On Being 'Bound Thereby'
Symposium on Rewriting the U.S. Constitution, 27 Constitututional Commentary, 101, 2011
12 Pages Posted: 17 Nov 2012
Date Written: November 16, 2012
Abstract
Part of a symposium titled “Rewriting the U.S. Constitution,” this essay proposes rewriting Article VI, paragraph 2 – the Supremacy Clause – of the Constitution to vest the Supreme Court with appellate jurisdiction to review state-court decisions. The proposal seeks to fill the textual gap between Article III and the Supremacy Clause on a long-disputed question of constitutional law and federal jurisdiction. Since at least Martin v. Hunter’s Lessee (1816), the Court’s power to review state-court decisions has been established as a virtually supra-textual structural understanding through a blend of textual, doctrinal, and statutory arguments.
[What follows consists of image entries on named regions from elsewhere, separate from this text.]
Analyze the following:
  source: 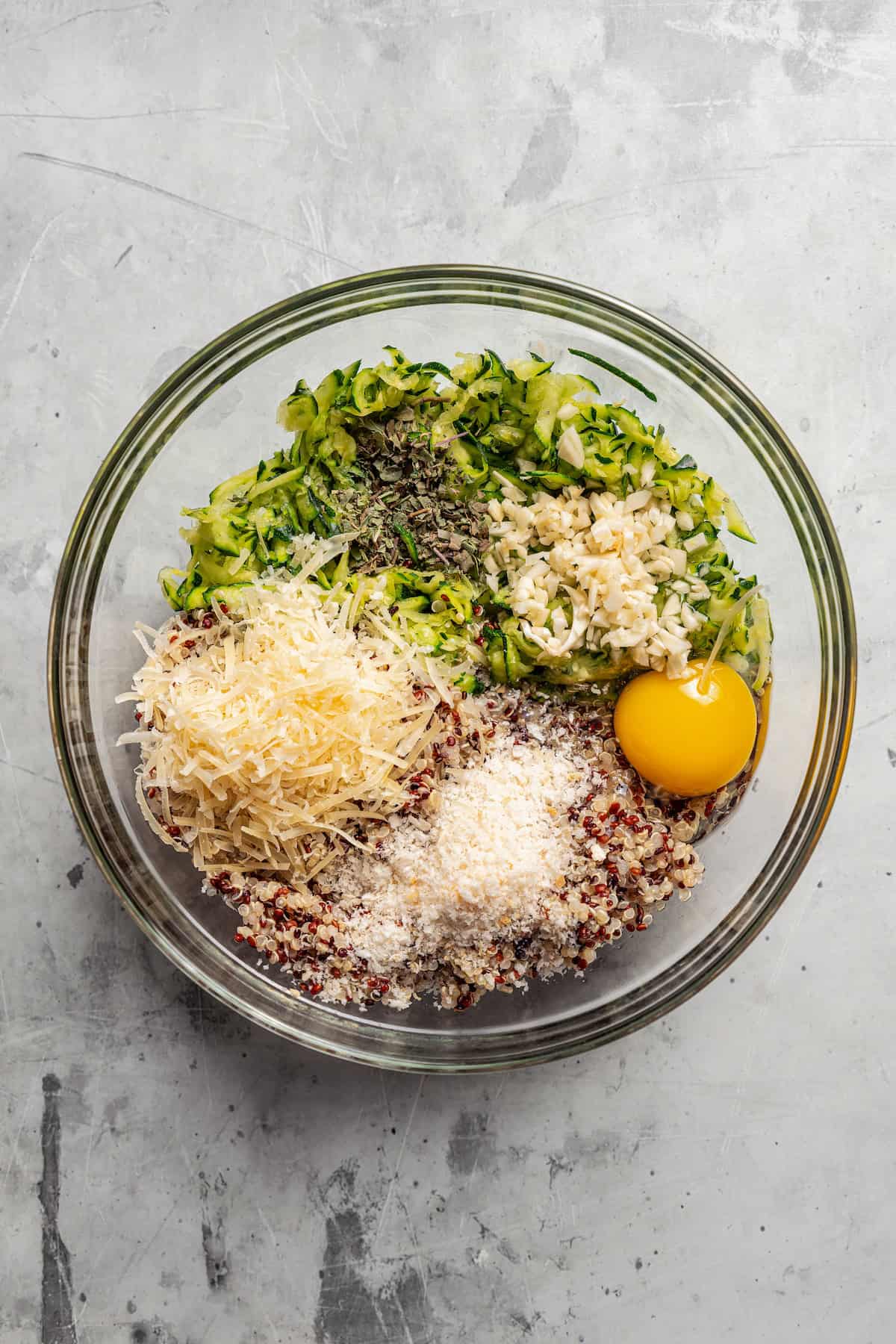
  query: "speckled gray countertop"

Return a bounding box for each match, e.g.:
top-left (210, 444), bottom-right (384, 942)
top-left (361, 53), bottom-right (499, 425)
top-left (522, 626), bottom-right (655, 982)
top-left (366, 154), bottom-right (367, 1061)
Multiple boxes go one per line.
top-left (0, 0), bottom-right (896, 1344)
But this common-law constitutional amalgam has also left ample room for critics of the Court to challenge its appellate review under the Exceptions Clause of Article III. Drawing on the various mechanisms of federal control over states proposed during the founding period, I argue that revision of the Supremacy Clause is necessary in order to ground the clause’s sweeping, self-executing definition of the “supreme law of the land” in a specific legal institution.